|The Binh Dien Farm Produce Market in HCM City’s District 8. — VNS File Photo
The programme aims for improvement of quality of goods under VietGap and HACPP (Hazard Analysis and Critical Control Points) standards, and investment in packaging, models, designs, brand registration and product traceability.
Higher standards and investments are expected to help bring more farm produce from Vietnam to overseas markets.
Other localities that supply goods to HCM City will have to meet the same standards and conditions.
The city’s distribution system will be responsible for signing purchasing contracts with suppliers to ensure that it would receive goods meeting VietGap and HACPP standards of product safety, traceability and brand names.
Through this programme, the city aims to build a close association between producers, distributors and consumers, and to establish connections among localities.

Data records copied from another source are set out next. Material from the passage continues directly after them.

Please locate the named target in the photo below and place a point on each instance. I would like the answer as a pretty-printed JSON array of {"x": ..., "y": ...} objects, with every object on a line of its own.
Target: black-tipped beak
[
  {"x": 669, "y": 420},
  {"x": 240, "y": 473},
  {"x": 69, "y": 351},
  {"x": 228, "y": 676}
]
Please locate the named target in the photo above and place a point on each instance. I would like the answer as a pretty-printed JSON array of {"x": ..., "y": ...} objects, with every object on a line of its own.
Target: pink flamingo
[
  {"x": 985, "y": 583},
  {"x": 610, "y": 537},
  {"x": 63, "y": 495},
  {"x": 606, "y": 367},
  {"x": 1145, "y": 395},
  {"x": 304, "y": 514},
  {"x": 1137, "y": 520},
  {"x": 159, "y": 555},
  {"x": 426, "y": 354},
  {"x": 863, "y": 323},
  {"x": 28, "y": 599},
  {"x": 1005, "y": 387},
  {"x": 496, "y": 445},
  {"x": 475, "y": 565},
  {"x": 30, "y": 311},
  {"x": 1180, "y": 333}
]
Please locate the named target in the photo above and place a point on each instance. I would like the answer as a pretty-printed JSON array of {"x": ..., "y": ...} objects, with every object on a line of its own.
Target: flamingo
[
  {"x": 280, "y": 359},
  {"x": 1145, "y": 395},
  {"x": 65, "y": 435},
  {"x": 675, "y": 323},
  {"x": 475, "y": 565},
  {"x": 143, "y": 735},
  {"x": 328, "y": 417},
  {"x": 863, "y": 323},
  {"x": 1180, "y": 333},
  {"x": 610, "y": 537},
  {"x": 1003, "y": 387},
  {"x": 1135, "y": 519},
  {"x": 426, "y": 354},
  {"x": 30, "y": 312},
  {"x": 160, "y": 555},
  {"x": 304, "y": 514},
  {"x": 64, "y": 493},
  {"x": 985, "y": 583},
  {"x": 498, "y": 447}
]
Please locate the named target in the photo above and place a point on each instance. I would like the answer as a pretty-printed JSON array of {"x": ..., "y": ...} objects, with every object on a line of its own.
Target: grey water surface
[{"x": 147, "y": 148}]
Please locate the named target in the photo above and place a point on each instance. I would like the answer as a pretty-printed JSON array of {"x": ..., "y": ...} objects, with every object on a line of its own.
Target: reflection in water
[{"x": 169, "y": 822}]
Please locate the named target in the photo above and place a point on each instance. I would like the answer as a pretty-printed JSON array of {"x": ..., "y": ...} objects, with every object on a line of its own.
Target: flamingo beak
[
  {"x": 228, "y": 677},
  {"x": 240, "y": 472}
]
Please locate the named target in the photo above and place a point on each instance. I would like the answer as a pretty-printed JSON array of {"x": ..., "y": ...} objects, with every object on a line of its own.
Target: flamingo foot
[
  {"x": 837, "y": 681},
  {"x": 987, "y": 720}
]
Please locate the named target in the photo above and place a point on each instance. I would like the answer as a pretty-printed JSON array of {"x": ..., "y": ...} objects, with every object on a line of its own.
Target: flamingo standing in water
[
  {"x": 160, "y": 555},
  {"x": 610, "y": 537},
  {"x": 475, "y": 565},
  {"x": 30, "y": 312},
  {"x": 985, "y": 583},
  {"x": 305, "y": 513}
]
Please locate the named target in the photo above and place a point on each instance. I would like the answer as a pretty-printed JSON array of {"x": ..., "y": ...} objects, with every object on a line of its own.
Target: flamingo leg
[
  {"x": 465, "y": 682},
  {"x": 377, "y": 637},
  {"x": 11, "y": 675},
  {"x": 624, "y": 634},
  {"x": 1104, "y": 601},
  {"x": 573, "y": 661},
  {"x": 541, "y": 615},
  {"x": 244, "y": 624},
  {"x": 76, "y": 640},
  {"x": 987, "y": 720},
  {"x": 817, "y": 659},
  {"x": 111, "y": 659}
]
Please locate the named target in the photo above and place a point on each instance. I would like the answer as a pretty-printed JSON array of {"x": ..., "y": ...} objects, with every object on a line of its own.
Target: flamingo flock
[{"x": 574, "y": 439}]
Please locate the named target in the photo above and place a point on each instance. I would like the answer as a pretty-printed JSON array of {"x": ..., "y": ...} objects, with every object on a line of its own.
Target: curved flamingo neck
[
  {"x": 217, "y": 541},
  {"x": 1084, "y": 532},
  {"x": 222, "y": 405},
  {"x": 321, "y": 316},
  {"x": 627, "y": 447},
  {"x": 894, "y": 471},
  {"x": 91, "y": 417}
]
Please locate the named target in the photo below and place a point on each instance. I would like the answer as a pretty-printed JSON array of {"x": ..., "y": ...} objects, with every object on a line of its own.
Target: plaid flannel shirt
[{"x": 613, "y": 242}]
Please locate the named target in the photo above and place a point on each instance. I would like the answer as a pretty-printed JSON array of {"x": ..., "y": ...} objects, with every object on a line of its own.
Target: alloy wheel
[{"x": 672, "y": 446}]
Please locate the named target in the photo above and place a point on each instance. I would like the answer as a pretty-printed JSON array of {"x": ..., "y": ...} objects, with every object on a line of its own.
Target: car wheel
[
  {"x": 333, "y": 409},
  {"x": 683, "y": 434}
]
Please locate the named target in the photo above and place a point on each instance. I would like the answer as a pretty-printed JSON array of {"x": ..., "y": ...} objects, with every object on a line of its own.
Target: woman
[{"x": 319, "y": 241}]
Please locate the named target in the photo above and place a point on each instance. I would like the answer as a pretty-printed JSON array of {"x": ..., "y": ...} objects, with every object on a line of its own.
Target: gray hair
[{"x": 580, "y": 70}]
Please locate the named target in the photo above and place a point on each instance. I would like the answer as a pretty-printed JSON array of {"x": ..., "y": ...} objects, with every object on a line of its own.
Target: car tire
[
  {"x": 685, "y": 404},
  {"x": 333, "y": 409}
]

Distributors will only accept goods which have brand traceability and meet the required standards, and they will also help producers improve the quality of packaging and models.
Producers, co-operatives, farms and farm households will be selected to join the programme, and they will pledge to produce goods with standards set by distributors.
Producers will be given help to build their brand names and connect with buyers, and city agencies will solicit programme membership from local wholesale markets and distribution systems.
Local goods for local customers
Nguyen Ngoc Hoa, deputy director of the city’s Department of Trade and Industry, said the “Promotions of Vietnamese Goods” programme would support another project which aims to develop the domestic market through a campaign to encourage Vietnamese customers to use Vietnamese goods.
The campaign has raised awareness among local customers about the selection, purchase and consumption of Vietnamese goods.
However, it has focused on manufactured goods and paid little attention to the production and processing of other groups of goods, especially essential farm products, Hoa said.
HCM City, which has more than 10 million people, has the highest average per capita income in Vietnam, with a high demand for goods, he said.
The HCM City Statistics Bureau said the city every year needs 660,000 tonnes of rice, 85,000 tonnes of sugar, 60,000 tonnes of cooking oil, 216,000 tonnes of pork, 130,000 tonnes of poultry meat, 132,000 tonnes of seafood, and nearly one million tonnes of fruits and vegetables.